Comments (12)
Sorry you're having trouble with this.
Does the listed matrix.bin
file exist? Have you tried re-installing?
mmap
related failures usually have to do with running out of memory due to creating too many Tagger objects, but in this case it looks like the file may not exist. I have never heard of minato
before, but since you mention it, maybe you're using it to cache the UniDic files or something?
from fugashi.
Yes, the file exists I am using the python -m unidic download
command and I have tried re-installing it multiple times but no luck! Yep sorry you can ignore Minato.
from fugashi.
Here is the code
class Tokenizer:
def __init__(
self,
system_dictionary_path: Optional[Union[str, PathLike]] = None,
user_dictionary_path: Optional[Union[str, PathLike]] = None,
) -> None:
if system_dictionary_path == "ipadic":
system_dictionary_path = ipadic.DICDIR
elif system_dictionary_path == "unidic":
system_dictionary_path = unidic.DICDIR
self._system_dictionary_path = system_dictionary_path or unidic.DICDIR
self._user_dictionary_path = user_dictionary_path
self._tagger: Optional[fugashi.Tagger] = None
@classmethod
def from_config(cls, config: SectionProxy) -> "Tokenizer":
return Tokenizer(
system_dictionary_path=config.get("system_dictionary_path"),
user_dictionary_path=config.get("user_dictionary_path"),
)
@property
def tagger(self) -> fugashi.Tagger:
# setup tagger
options = ["-r /dev/null", f"-d {minato.cached_path(self._system_dictionary_path)}"]

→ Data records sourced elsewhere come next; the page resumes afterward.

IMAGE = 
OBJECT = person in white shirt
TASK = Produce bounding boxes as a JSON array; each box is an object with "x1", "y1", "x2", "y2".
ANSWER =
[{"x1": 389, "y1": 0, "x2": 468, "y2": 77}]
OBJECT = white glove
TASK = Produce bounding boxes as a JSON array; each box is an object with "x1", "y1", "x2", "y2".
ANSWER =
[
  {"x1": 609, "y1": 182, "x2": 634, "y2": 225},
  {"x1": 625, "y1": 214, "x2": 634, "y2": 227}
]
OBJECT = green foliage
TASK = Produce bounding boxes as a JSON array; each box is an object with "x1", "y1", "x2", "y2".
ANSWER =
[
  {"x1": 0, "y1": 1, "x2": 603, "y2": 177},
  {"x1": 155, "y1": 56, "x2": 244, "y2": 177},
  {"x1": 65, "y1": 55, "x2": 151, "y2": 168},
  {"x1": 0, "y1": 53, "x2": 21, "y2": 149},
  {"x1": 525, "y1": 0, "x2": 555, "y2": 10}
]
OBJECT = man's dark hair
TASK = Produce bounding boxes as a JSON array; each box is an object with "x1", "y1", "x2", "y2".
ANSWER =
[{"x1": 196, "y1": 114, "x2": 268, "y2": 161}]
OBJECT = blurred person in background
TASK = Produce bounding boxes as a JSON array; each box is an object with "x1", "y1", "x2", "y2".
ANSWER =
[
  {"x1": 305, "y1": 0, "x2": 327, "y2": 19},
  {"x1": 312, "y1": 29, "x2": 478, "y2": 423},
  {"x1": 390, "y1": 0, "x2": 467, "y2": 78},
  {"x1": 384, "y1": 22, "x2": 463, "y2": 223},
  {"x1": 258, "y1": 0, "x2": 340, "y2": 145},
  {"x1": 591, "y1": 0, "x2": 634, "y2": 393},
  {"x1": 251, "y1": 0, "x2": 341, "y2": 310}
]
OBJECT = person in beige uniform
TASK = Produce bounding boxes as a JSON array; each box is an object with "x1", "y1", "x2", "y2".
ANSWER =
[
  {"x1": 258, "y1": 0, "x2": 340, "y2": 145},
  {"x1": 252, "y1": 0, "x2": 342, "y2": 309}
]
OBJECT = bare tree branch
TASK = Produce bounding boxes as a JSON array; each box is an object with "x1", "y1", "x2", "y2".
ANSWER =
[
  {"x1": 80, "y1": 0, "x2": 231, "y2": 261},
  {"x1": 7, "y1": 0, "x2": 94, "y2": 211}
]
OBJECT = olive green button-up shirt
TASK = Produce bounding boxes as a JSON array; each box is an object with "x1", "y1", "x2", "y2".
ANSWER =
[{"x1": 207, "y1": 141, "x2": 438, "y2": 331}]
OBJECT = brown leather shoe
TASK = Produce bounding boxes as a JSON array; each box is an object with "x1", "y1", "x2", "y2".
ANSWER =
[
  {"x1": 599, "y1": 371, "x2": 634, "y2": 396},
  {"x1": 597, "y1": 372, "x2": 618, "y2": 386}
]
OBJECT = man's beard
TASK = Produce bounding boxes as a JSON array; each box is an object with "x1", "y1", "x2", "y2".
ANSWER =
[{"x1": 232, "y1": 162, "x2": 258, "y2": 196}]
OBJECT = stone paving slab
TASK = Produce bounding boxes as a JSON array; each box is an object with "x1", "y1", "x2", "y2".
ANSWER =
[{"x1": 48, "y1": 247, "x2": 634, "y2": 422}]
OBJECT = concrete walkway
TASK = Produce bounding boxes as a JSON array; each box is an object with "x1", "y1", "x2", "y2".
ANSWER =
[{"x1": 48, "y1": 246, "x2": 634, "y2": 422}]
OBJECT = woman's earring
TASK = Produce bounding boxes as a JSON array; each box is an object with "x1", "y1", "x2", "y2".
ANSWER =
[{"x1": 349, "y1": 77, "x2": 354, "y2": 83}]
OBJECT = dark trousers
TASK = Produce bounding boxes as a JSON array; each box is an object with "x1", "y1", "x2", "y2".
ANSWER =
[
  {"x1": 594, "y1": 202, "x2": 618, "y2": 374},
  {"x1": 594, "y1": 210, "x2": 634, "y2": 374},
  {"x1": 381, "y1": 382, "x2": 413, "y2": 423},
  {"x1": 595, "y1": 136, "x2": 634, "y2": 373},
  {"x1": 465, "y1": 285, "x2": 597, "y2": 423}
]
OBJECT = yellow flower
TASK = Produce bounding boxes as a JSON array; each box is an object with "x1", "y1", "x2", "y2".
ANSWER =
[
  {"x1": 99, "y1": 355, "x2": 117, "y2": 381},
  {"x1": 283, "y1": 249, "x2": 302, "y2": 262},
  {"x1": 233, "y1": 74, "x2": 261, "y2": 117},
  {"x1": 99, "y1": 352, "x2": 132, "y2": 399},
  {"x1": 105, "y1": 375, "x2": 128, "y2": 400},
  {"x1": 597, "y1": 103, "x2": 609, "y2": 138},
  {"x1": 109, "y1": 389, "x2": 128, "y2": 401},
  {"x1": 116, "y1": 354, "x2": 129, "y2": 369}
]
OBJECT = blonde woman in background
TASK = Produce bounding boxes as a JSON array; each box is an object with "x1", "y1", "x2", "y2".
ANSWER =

if self._user_dictionary_path:
options.append(f"-u {minato.cached_path(self._user_dictionary_path)}")
if not self._tagger:
self._tagger = fugashi.GenericTagger(" ".join(options))
# setup token parser
if "ipadic" in str(self._system_dictionary_path):
self._parse_feature = parse_feature_for_ipadic
elif "unidic" in str(self._system_dictionary_path):
self._parse_feature = parse_feature_for_unidic
else:
raise ValueError("system_dictionary_path must contain 'ipadic' or 'unidic'")
return self._tagger
@staticmethod
def normalize(text: str) -> str:
text = jaconv.z2h(text, kana=False, ascii=True, digit=True)
text = jaconv.h2z(text, kana=True, ascii=False, digit=False)
text = text.replace("〜", "ー")
return text
def tokenize(self, text: str) -> List[Token]:
return [self._parse_feature(token) for token in self.tagger(text)]
def __getstate__(self) -> Dict[str, Any]:
return {
"system_dictionary_path": self._system_dictionary_path,
"user_dictionary_path": self._user_dictionary_path,
}
def __setstate__(self, state: Dict[str, Any]) -> None:
self._tagger = None
self._system_dictionary_path = state["system_dictionary_path"]
self._user_dictionary_path = state["user_dictionary_path"]
from fugashi.
What is an example of the actual code that causes the issue? You have provided a class definition but no code using it. Also, you said it was OK to ignore minato, but your example code uses minato to cache the dictionary path...
Does just using this code work?
import fugashi
import unidic
tagger = fugashi.Tagger('-d "{}"'.format(unidic.DICDIR))
from fugashi.
Yes it works
Code:
import fugashi
import unidic
tagger = fugashi.Tagger('-d "{}"'.format(unidic.DICDIR))
text = "麩菓子は、麩を主材料とした日本の菓子。"
tagger.parse(text)
# => '麩 菓子 は 、 麩 を 主材 料 と し た 日本 の 菓子 。'
for word in tagger(text):
print(word, word.feature.lemma, word.pos, sep='\t')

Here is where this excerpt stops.